The push for protection
The debate over protections for business credit cards has been going on for decades and was part of the original discussions during the development of the CARD Act.
“The business card portion was negotiated away in the political process,” Bourke says. Pew and NSBA are among the organizations that want the federal protections extended to business credit cards. Financial industry representatives, meanwhile, argue that small business owners with a presumed higher level of financial sophistication do not need the same protections that consumers do and that extending such protections would further shrink available credit.
Yet NSBA says the protections are urgent for its members, as reliance on credit cards grows while other financial lifelines (like loans) are harder to grab. In NSBA’s 2011 Year-End Economic Report, 33 percent of respondents said they had used credit cards for financing, more than double the 16 percent who did in 1993. NSBA 2011 data also show that 54 percent said their terms had worsened, compared with five years ago. This is the lowest this indicator has been in four years, but still a majority.
Meanwhile, National Federation of Independent Business research published in January 2012 shows that 57 percent of small employers tried to secure credit from a financial institution in the past 12 months, a 9 percent increase from 2010.
In other words, small business owners are eager for credit, which could make them vulnerable to issuers’ terms. Bourke says better disclosure requirements for business credit card issuers may likely come before any extension of the CARD Act.
Business card perks
So why don’t people just use their personal credit cards, with their federal protections, to charge business expenses? Because of the many advantages to having a credit card just for business purposes.
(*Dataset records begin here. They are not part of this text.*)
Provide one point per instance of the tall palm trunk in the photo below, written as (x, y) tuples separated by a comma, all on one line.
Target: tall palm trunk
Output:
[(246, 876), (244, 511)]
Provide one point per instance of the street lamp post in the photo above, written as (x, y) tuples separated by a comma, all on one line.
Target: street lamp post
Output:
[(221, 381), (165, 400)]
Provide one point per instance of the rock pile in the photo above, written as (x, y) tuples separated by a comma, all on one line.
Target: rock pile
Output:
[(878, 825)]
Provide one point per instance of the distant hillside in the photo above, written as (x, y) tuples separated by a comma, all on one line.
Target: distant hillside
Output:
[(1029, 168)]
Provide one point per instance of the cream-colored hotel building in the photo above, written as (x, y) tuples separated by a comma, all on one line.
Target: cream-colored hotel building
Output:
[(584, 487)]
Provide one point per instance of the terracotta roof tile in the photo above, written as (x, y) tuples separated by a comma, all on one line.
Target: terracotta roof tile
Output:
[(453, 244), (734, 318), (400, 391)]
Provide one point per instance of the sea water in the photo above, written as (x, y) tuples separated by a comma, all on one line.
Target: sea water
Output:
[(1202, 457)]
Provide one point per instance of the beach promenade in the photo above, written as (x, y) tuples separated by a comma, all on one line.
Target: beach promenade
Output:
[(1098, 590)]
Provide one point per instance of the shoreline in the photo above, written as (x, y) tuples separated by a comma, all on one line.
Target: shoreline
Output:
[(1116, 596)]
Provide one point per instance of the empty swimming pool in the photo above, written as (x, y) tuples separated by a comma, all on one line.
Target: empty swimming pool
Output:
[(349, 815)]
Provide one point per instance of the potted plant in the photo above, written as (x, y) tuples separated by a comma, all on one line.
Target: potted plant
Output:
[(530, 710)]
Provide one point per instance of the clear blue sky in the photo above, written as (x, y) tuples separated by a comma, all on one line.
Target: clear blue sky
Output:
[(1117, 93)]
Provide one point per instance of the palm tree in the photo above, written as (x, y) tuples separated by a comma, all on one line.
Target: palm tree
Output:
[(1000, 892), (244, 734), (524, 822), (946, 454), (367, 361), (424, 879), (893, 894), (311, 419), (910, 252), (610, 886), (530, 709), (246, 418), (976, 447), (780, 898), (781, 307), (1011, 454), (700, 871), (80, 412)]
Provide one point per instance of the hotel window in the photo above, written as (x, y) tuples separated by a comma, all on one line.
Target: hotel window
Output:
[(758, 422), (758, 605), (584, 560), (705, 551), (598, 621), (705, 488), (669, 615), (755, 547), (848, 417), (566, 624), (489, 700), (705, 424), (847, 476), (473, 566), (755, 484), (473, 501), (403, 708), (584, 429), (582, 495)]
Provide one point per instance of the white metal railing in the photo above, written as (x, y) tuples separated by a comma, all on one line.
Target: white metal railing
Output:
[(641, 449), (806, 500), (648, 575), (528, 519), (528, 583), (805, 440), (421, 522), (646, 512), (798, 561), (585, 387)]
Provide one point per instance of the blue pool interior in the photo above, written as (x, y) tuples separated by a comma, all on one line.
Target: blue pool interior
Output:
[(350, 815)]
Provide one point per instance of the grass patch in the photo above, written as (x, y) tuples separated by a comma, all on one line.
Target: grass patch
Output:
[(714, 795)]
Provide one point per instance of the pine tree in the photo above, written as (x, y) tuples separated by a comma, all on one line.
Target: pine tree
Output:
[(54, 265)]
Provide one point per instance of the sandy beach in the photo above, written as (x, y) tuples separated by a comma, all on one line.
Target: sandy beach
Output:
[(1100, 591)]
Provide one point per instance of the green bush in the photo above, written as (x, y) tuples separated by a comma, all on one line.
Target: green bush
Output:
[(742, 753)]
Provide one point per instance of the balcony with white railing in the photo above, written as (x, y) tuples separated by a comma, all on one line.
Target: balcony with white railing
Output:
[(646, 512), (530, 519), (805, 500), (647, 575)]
Business credit cards can make it easier to track business expenses. They may also have rewards geared toward your business (such as cash back or airline miles), higher credit limits and more flexible payment options. It also may be good for your business to have the name branded on the card. You can also get separate cards for each employee with individual spending limits.
“What’s important to know is that whatever those advantages may be, they must also be weighed against the disadvantages,” Bourke says.